入浴中の客2人が死亡 温泉施設の元経営者を書類送検 足寄町の温泉施設「オンネトー温泉 景福」

 十勝の足寄町の温泉施設で、4年前までの1年余りの間に硫化水素ガス中毒で入浴中の客2人が死亡、1人が意識不明となった事故で、警察は、施設側が安全対策を怠ったとして、50代の元経営者を業務上過失致死傷の疑いで書類送検しました。

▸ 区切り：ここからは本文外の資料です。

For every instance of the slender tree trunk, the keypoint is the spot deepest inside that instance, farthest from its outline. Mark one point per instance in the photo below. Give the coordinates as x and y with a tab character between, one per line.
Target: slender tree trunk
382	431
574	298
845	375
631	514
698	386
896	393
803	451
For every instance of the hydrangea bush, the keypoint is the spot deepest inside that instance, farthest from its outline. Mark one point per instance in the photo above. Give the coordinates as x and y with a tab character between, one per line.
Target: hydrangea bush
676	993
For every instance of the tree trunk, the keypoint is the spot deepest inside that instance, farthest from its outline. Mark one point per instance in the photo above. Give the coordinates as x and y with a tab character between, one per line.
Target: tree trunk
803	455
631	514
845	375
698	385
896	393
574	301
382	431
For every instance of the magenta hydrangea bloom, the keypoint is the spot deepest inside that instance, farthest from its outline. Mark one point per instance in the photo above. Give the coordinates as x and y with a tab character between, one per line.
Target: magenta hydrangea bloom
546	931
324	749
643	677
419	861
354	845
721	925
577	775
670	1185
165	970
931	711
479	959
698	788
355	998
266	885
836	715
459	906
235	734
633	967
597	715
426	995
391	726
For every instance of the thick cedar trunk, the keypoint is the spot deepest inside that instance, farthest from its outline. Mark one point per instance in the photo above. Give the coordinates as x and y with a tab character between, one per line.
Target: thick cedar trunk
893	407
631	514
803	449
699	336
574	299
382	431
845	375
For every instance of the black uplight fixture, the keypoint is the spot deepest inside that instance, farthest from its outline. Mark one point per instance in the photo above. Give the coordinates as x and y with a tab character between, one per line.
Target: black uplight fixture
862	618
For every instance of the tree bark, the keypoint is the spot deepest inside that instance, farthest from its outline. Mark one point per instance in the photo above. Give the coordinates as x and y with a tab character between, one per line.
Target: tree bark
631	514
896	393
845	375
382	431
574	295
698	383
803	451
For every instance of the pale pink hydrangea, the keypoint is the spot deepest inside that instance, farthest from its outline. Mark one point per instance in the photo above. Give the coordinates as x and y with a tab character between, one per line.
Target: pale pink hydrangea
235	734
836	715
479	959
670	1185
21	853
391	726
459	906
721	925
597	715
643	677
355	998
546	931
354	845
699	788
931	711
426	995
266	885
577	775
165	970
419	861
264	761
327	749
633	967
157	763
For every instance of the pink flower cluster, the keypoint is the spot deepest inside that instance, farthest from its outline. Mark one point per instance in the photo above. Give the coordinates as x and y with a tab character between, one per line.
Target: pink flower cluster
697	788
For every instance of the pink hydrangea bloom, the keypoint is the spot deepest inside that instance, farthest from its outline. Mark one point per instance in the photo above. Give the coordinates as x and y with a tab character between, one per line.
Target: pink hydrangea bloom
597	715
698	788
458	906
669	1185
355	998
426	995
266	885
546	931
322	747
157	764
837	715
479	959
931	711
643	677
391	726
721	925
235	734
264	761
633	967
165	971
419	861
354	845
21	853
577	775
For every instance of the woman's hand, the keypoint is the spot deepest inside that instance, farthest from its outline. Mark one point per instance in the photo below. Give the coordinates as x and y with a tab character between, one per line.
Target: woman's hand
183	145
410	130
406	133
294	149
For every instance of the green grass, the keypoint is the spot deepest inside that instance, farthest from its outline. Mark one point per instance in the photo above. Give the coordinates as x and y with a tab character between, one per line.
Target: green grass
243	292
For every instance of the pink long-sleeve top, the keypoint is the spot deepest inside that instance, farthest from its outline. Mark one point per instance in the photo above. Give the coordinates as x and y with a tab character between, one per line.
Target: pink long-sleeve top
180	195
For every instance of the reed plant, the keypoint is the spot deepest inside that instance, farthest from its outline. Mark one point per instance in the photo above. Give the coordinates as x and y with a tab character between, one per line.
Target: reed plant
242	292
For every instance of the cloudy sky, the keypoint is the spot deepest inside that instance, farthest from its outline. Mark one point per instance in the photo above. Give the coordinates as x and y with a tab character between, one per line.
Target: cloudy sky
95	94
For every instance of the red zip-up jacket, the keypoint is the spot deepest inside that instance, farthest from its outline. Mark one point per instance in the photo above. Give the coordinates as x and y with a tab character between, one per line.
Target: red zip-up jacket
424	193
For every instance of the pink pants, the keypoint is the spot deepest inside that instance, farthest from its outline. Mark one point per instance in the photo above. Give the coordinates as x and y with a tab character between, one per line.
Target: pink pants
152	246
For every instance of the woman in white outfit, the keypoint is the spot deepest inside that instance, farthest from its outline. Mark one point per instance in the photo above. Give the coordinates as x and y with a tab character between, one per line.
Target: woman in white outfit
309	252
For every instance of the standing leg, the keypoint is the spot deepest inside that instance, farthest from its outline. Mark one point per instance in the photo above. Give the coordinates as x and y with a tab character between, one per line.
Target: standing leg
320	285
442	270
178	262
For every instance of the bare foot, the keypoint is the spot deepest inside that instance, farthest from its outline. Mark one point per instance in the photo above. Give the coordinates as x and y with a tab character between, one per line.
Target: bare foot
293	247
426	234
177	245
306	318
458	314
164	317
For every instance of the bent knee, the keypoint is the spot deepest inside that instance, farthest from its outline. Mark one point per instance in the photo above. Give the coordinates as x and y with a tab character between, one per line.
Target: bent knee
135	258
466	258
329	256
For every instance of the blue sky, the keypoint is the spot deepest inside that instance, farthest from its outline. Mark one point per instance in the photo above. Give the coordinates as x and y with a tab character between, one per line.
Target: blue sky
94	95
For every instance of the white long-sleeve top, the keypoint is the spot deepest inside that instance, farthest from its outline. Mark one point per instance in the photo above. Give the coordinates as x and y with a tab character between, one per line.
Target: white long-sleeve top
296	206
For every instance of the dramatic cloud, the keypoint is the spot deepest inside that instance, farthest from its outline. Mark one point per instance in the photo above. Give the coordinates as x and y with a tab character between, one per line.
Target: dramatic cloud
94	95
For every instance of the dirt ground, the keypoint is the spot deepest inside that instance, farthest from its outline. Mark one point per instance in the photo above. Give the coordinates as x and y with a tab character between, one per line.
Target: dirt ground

 書類送検されたのは、足寄町の温泉施設「オンネトー温泉 景福」の58歳の元経営者です。
 この施設では、平成26年10月までの1年余りの間に客の男性3人が入浴中に倒れ、このうち足寄町里見が丘の教員、林祐介さん(38)と、さいたま市の吉口昇克さん(64)の2人が死亡したほか、東京・東大和市の54歳の男性が意識不明の重体となりました。
 浴室からは国の基準を大幅に上回る高い濃度の硫化水素が検出され、警察が調べた結果、3人はいずれも硫化水素ガス中毒だったということです。
 昭和50年に定められた国の基準では、温泉に含まれる硫化水素の量を減らすため、お湯の注ぎ口を浴槽より上に設置してお湯を空気に触れさせるよう求めていますが、警察によりますと、施設では浴槽の底からお湯が湧き出る構造になっており、硫化水素の濃度を測るなどの対策もとっていなかったということです。
 このため警察は、施設側が安全対策を怠ったとして、元経営者を業務上過失致死傷の疑いで書類送検しました。
 警察は元経営者の認否を明らかにしていません。

【足寄町の施設とは】
 十勝の足寄町にある温泉施設「オンネトー温泉景福」は、「硫黄泉」の源泉かけ流しの湯が評判となっていましたが、平成26年10月に入浴中の54歳の男性が意識不明の重体となったあと、営業を休止しています。
 この施設では、国の基準に反して硫化水素を含む源泉が浴槽の底の割れ目から直接湧き出る構造になっていました。
 さらに、環境省によりますと、浴室の換気口も高い位置に設けられ、空気より重い硫化水素を十分に換気できない状態だったということです。
 元経営者はNHKの取材に対し、「コメントすることはありません」としています。

【事故後の対策の現状は】
 今回の事故は、国や道が温泉施設の安全基準を見直したり、立ち入り検査などの対策を強化したりするきっかけになりました。
 環境省は、今回の事故を受けて去年9月、硫化水素が発生する可能性のある「硫黄泉」を利用した施設の安全に関する基準を見直しました。
 具体的には、施設に対し浴室に24時間換気ができる設備を設けることや、硫化水素の濃度が特に高いお湯の注ぎ口の付近で濃度の測定を行うことなどを求めています。
 また、道はおととしから道内のすべての温泉施設に対し1年おきに立ち入り検査を行うことを決め、国の基準を超える硫化水素が検出された場合は、必要に応じて営業許可の取り消しなどを行うことにしています。
 足寄町の温泉施設のように硫黄泉を利用している浴槽は全国にあわせて7000あまりあるということですが、環境省がことし行った調査では、このうち67%の浴槽で硫化水素の濃度の測定が定期的に行われていなかったほか濃度が国の基準を超えていた浴槽があわせて50あったということです。
 基準を超えていたのは青森県が21と最も多く、次いで栃木県が11、北海道が6、などとなっています。
 環境省は新たな安全基準が守られるよう、温泉施設への指導などを徹底したいとしています。

【独自の対策とる施設も】
 「硫黄泉」を利用している全国の温泉施設の中には、硫化水素による事故を防ぐ対策に力を入れているところもあります。
 福島市の山あいにある高湯温泉では、過去に硫化水素が原因とみられる死亡事故があったことを受けて、40年以上前から施設ごとに独自の安全対策を実施していて、環境省が基準を見直す際の参考にもなりました。
 その1つが、お湯に含まれる硫化水素の量を減らす対策です。
 高湯温泉にある旅館では、源泉が湧き出る岩場とお湯の注ぎ口の間に木の板を重ねた階段状の水路を設置しています。
 階段状にすることでお湯が空気に触れる時間が増え、硫化水素を効果的に減らすことができるということです。
 また、硫化水素の濃度が特に高いお湯の注ぎ口の付近で毎日2回以上濃度を測定しているほか、換気扇を24時間動かして空気の入れ替えを徹底しています。
 こうした対策をとるようになってから、高湯温泉では硫化水素による事故は1件も起きていないということで、旅館を経営する遠藤淳一さんは「温泉を楽しみにきた客が入浴中に予期せぬ事故に巻き込まれれば、施設側の責任は重い。日ごろから対策を徹底する必要がある」と話していました。